Add JSON-RPC API to list past members

[link2xt]

Past members are now sent around even though we are going to expire them after 60 days with #6430.
To make users aware of this we need to display them somewhere, naturally at the end of the member list after all the current members.

There is a Rust get_past_chat_contacts API, but we also need a JSON-RPC API to display this list at least on Desktop.

[hpk42]

On Thu, Jan 16, 2025 at 02:53 -0800, l wrote: Past members are now sent around even though we are going to expire them after 60 days with #6430. To make users aware of this we need to display them somewhere, naturally at the end of the member list after all the current members.

Could you provide a rationale for why past members need to get displayed? (Just because core has some info does not imply it needs to be displayed.) If delta does not expose past members in UI, then someone who seizes the phone can not directly find out who was part of a group but needs to deploy some extra software and extraction. So it's rather not desirable this real-world scenario to have any past member show up in a UI. It's better to rather update/add our FAQ entries then around metadata questions.

[r10s]

showing that in the UI might also frighten ppl unnecessarily and create an incentive to have an option to get removed even from there -- where in reality, it is not an secret that one was in a group at all, providing these information some more days, does not add much -- a new member could also just ask another member if XY was in the group, having in mind, we do not see group members as enemies. for ppl watching network traffic or owning the server, the information are anyway not visible as usually e2ee

[link2xt]

This information is sent in the network and past members are even added to the contact list of new members joining the group, so it is better if users are aware why this happens.
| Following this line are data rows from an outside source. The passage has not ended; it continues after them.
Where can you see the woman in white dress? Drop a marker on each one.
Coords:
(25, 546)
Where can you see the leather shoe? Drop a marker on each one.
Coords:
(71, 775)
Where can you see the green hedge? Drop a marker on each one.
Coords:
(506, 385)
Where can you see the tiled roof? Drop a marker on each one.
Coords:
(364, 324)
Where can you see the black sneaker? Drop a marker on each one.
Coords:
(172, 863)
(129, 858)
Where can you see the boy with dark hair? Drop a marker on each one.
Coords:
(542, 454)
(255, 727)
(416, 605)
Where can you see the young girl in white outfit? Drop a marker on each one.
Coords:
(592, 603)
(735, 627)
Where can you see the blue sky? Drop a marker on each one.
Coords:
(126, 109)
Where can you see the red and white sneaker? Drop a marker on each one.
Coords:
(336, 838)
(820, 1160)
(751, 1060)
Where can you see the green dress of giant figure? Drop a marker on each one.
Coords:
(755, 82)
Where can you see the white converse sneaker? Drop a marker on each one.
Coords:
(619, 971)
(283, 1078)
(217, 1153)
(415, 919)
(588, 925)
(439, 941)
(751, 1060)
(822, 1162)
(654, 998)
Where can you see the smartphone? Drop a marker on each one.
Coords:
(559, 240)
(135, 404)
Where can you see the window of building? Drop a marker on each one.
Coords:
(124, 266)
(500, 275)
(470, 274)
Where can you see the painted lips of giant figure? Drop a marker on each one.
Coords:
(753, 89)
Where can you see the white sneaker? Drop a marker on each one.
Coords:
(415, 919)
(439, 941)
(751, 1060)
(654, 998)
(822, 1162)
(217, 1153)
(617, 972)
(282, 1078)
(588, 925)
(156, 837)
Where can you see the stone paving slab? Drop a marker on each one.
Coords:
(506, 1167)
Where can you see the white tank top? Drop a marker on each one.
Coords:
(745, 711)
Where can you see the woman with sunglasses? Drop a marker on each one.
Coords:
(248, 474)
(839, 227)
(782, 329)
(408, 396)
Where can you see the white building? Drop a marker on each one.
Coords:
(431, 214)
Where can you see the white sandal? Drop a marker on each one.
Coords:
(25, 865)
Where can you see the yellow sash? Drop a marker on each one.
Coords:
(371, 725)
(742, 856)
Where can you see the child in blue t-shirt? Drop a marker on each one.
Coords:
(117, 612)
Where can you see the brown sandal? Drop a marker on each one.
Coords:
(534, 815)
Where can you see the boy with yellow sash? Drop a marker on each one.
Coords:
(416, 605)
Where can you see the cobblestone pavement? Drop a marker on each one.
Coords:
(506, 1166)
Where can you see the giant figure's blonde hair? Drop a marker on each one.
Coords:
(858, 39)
If delta does not expose past members in UI, then someone who seizes the phone can not
directly find out who was part of a group but needs to deploy some extra software
and extraction.

I think it is better if users know this information is there and can be extracted. If they need security in such scenarios, they need to create a new group or maybe even new burner profiles.

I can think of some scenarios when my non-public account was added to groups that are meant as somewhat public groups. I then added my other profile and left the group. Since past members are sent, now in such case I need to clone group and say "use this to onboard people, the original group has wrong profile of mine" instead of adding public profile and leaving.